With the project completed, Cliveden staff and board have evaluated some next steps for the festival. Some ideas include:
- Offer more programs leading up to and after festival to expand the perspectives on the American Revolution and its connections to today.
- Offer only one reenactment during the festival.
- Continue to work with partners in Historic Germantown consortium to offer programs at other sites to spread the festival throughout Germantown.
- Update and increase marketing efforts to bring greater awareness to programming.
- Create advisory committees with members of the local community and reenactors to provide continued input for programming.
As part of wrapping up, a printed final report and video (below) were created to share findings and next steps from participants and project consultants.

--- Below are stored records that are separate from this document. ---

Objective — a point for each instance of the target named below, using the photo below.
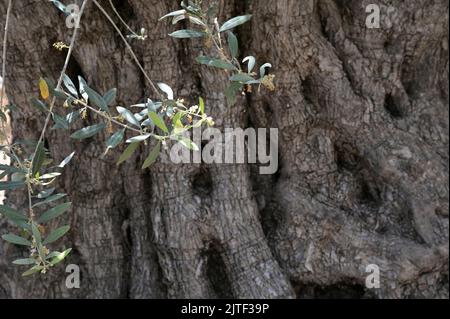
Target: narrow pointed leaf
(60, 257)
(54, 212)
(32, 271)
(115, 139)
(97, 99)
(128, 116)
(11, 213)
(38, 159)
(66, 160)
(88, 131)
(233, 44)
(158, 121)
(25, 261)
(50, 199)
(166, 89)
(56, 234)
(11, 185)
(39, 105)
(185, 34)
(110, 97)
(17, 240)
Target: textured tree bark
(363, 120)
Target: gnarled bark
(363, 120)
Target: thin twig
(5, 40)
(58, 86)
(63, 71)
(153, 86)
(120, 18)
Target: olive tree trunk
(363, 151)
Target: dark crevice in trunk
(391, 106)
(202, 184)
(216, 272)
(341, 290)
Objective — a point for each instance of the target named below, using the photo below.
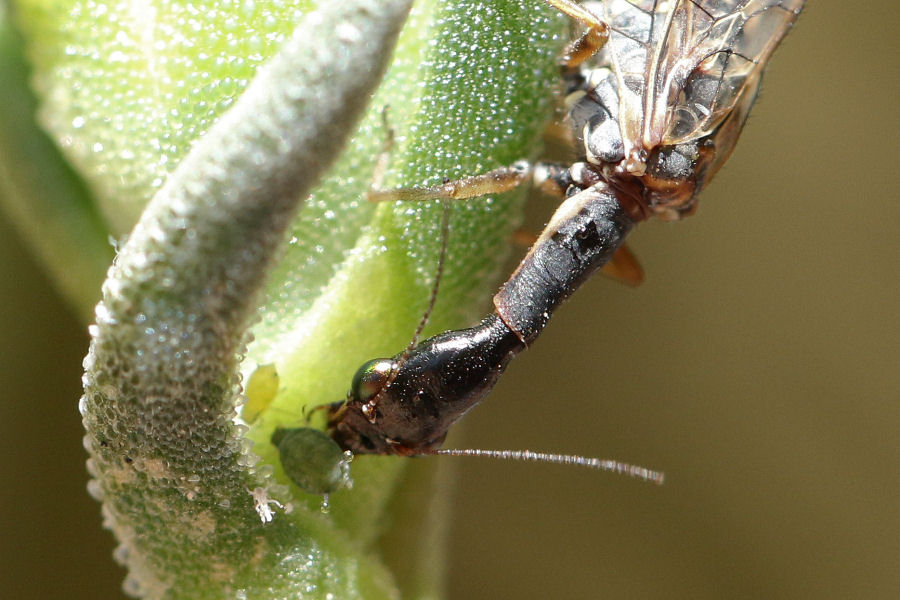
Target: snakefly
(657, 92)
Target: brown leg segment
(595, 36)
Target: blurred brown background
(757, 366)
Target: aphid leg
(493, 182)
(595, 36)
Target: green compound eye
(312, 460)
(371, 378)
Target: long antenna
(612, 466)
(377, 180)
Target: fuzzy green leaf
(469, 89)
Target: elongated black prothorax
(657, 94)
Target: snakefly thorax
(655, 105)
(660, 107)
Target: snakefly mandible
(657, 94)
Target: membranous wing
(684, 66)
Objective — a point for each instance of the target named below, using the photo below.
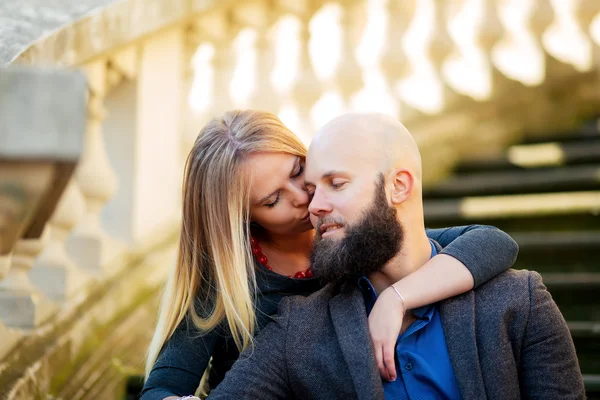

Lessons Learned and Takeaways
The engagement over the past year, despite many unexpected challenges, offered opportunities for not only the project but for the future of the festival. Being flexible was important last year as staff discerned how best to move forward in a year with a variety of social challenges and a global pandemic limiting in-person interaction. Some of the restrictions brought on by the pandemic offered the ability to pilot ideas in 2020 instead of waiting for the future. Looking for the silver linings and opportunities was an important lesson.
A major takeaway from the project is the continued importance of talking with constituents in open dialogue. Many strong and often diverse opinions were offered. Some participants believed that the project was a method toward the perceived cancellation of a cherished event, a belief that required further conversations to attempt to clarify. Comments on social media included, “[I] really hope significant changes are not forthcoming. I will trust the process for now.” and “Are they considering doing away with the reenactment??”
A key issue raised by community members was that, “Nearby neighbors cannot opt out of the audio stream of gunfire from the battle. It is inflicted upon them, and that is no longer appropriate. Please engage the public through other aspects of period-specific history.” Part of honest open dialogue is also that not everyone is going to agree and often emotions will run high. Making sure consultants and staff have the tools to help deal with the variety of responses is imperative. Also finding ways to meet constituents where they are was an important lesson.
Project consultants ranging from academics to first-person interpreters and a women who lost her son to gun violence added valuable perspective. Including different voices in the conversation help to expand the narrative and ask the difficult and often most important questions.
Ultimately, staff found that the power of place and connecting to others was most valuable.
“History at times is best learned by experiencing it.”
Carolyn Wallace is the Education Director at Cliveden, a National Trust Historic Site.